Well as 2015 becomes an ever distant memory and we scuttle, creep, scurry, amble and roll (for this is how beetles move right?) into 2016, let us look back on a very successful year of collection enhancement.
The collection here is a big one, and serves to represent the world’s known Coleoptera biodiversity as comprehensively as possible but it is an uphill task to curate, much in the same way as a dung beetle may struggle against the desert sands with its dung ball prize.
A significant proportion of our time is spent in developing our collection in manifold ways. We may undertake fieldwork to places where habitats are under threat, or where we already have an excellent timeline of data from a certain locality upon which we wish to continue to develop, or even places that have never been collected in before – yes, they do still exist.
We may recurate parts of the collection and in doing so come across ‘overlooked’ specimens that turn out to be new to the collection, or even new to science.
We may host researchers from all over the world who are expert in a certain family, and it will take their expert knowledge to discover new species in the collection as well as help us to identify specimens in the collection previously undetermined.
With a collection so long in the making (some of our oldest specimens date back to the Voyage of the Endeavour in 1768) and indeed in a collection of the largest order of animals on the planet – the Coleoptera – it is no wonder that there are natural history treasures awaiting discovery under the lock and key and watchful eye of its custodian curators.
So how many new species did we add to the Museum collection in 2015 – 1,942 is how many!
Yes, 1,942 new species to the collection.

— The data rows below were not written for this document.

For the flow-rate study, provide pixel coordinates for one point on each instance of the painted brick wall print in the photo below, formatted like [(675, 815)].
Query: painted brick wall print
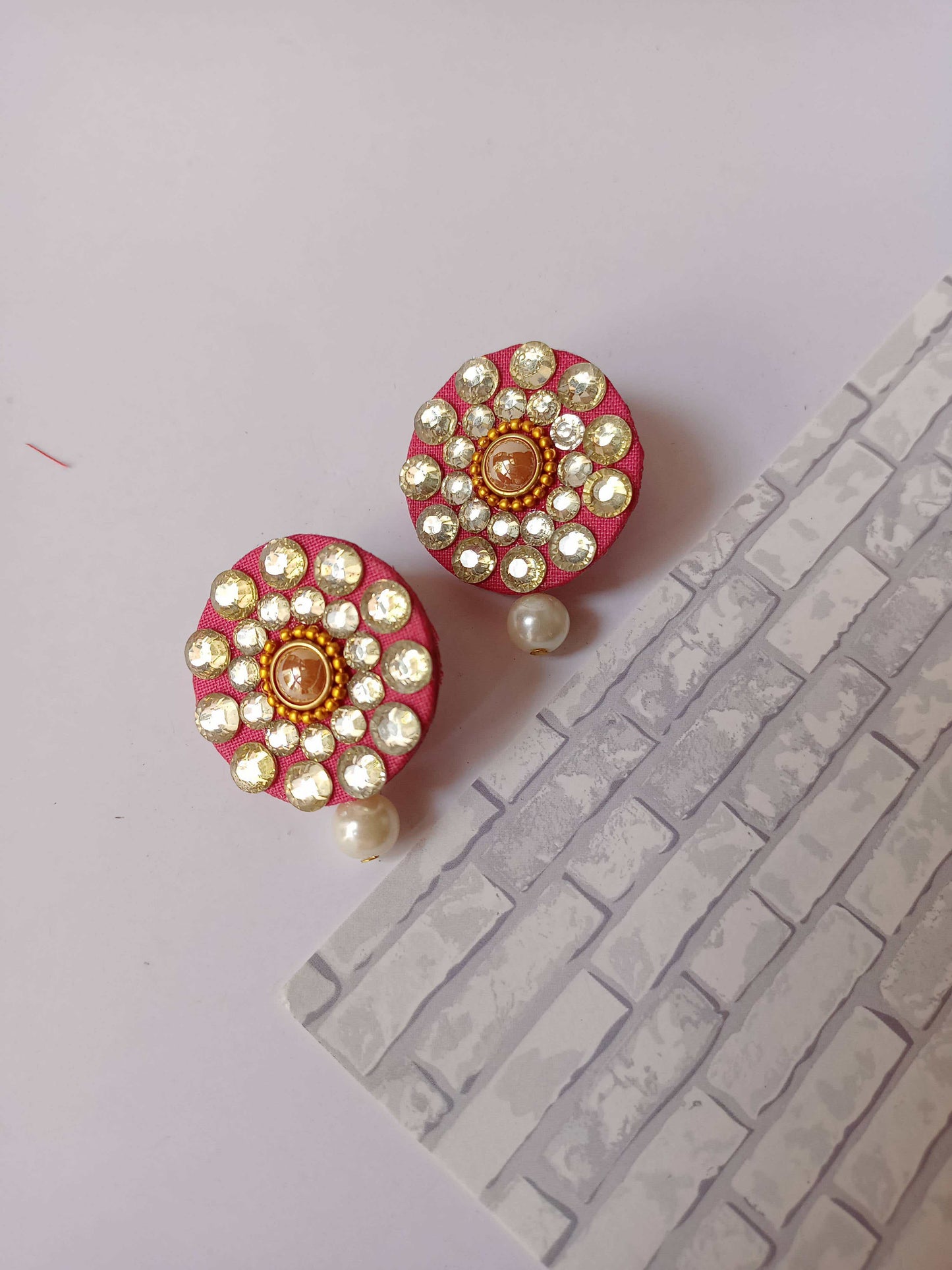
[(671, 987)]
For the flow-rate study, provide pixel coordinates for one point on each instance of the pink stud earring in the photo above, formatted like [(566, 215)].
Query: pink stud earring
[(520, 473), (316, 674)]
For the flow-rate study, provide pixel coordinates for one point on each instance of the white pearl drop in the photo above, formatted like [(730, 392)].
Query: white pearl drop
[(366, 830), (537, 624)]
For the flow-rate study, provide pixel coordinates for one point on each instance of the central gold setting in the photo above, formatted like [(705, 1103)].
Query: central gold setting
[(515, 465), (305, 675)]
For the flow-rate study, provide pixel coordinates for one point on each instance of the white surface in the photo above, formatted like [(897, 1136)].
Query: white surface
[(240, 245)]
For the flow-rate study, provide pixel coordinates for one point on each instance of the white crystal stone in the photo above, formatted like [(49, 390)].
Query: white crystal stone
[(573, 548), (574, 469), (476, 380), (275, 610), (532, 364), (308, 786), (338, 569), (607, 438), (564, 504), (234, 594), (406, 666), (208, 654), (537, 529), (474, 516), (434, 422), (348, 723), (478, 420), (250, 637), (420, 476), (361, 772), (308, 605), (244, 674), (362, 652), (503, 529), (511, 404), (437, 526), (386, 608), (457, 488), (256, 710), (544, 407), (253, 767), (366, 831), (607, 492), (582, 386), (474, 560), (217, 718), (522, 568), (395, 730), (459, 452), (366, 690), (342, 619), (281, 737), (283, 563), (318, 742)]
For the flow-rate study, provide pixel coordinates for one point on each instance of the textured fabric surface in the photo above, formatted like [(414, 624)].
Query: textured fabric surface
[(605, 530), (419, 629)]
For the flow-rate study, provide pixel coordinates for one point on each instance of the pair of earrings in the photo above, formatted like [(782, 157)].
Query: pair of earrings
[(315, 667)]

Still a drop in the beetle soup when you consider there are about 400,000 known species of which we have ca. 250,000 represented here, but it shows that we are growing and improving the collection by 30-40 species a week throughout the year.
Of the ca. 183 extant families within the Order Coleoptera (depending on your taxonomic point of view!) the new species added represent only 32% of these families. Below is a chart showing the proportional representation of the 59 families contributed to in 2015.
The proportions of different families may be influenced by dedicated curatorial projects, the research input from a visiting researcher, or the return of a large and significant loan. Sometimes it reflects a major donation or acquisition, such as the Luigi Magnano collection of Curculionoidae acquired in 2014, and very apparent in the diagram above (not just Curculionidae but also Apionidae, Brentidae, Anthribidae).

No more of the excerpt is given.